A survey assessing universal masking showed nearly all facilities planned to continue doing so, with the most common reasons being prevention of respiratory viruses and limiting the impact on staff.

“In dialog with our hospital epidemiology colleagues, my co-authors and I saw value in not only knowing what approaches their facilities were taking to masking but the rationale for their choice,” Graham M Snyder, MD, SM, medical director of infection prevention and hospital epidemiology at the University of Pittsburgh Medical Center and associate professor at the University of Pittsburgh School of Medicine, told Healio.

Surgical_Masks

Researchers found that reasons to continue universal masking practices included the prevention of seasonal respiratory viruses, limiting the impact of staffing capacity and patient and staff attitudes toward masking. Image: Adobe Stock.

“The COVID-19 pandemic has been dynamic, risk to those receiving and providing care in health care settings is variable by person and over time, and the SARS-CoV-2 virus is circulating in an unusual ecology of respiratory viruses rebounding after years with little respiratory virus activity,” Snyder said.

He added that the basis for hospital epidemiologists’ approach may be “informative for future respiratory virus seasonal and nonseasonal epidemics.”

Graham M Snyder

Snyder and colleagues surveyed health care epidemiologists in the US after the CDC published its updated COVID-19 guidance to assess their facilities’ planned approach to universal masking and unmasking outside of patient care areas, including their rationale behind maintaining universal masking.

Among 44 health care epidemiologists invited to participate, 34 responded.

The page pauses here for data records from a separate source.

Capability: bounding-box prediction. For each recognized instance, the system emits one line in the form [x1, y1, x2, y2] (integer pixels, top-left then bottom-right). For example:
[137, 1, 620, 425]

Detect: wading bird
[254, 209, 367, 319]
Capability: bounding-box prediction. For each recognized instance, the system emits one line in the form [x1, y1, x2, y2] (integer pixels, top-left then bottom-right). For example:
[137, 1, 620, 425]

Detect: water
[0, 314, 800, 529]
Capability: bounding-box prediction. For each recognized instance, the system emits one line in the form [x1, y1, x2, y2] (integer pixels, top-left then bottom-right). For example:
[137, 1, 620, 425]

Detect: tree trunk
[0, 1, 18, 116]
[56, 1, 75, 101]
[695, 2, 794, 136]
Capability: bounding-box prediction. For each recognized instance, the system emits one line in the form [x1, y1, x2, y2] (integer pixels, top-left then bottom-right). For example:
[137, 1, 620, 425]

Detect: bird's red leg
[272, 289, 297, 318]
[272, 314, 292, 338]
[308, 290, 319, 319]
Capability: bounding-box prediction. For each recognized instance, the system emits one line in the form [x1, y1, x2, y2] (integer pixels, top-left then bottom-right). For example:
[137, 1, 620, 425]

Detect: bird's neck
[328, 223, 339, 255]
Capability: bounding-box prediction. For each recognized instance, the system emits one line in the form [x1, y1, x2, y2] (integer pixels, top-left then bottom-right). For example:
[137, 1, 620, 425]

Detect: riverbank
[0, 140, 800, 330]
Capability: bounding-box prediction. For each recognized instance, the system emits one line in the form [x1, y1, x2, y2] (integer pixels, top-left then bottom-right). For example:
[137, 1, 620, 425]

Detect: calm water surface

Most worked for health systems with multiple acute-care hospitals (76.5%) or facilities with 500 beds or more (17.6%).

Thirty-three respondents (97.1%) said that their facility has no immediate plans to discontinue universal masking, and one respondent (2.9%) said that their facility had already been discontinued or planned to discontinue universal masking when community transmission levels of COVID-19 were not high, according to the study.

The most common reasons for not discontinuing universal masking were preventing non- SARS-CoV-2 seasonal respiratory viruses (90.9%) and limiting the impact on employee staffing capacity (72.7%).

Other reasons included transmission patterns among employees and/or patients in the facility (54.5%) and assessment of scientific evidence of mask effectiveness in health care settings (54.5%), as well as patient and employee feelings being in favor of masking.

“Hospital epidemiologists from this sample of predominantly large facilities and health systems continued universal masking for its benefit to safety in acute care settings, including protecting patients and health care workers from both COVID-19 and other circulating seasonal respiratory viruses. The future role of universal masking should consider the prevalence of respiratory viruses and their measurable impact on acquisition and subsequent infection in healthcare settings,” Snyder said.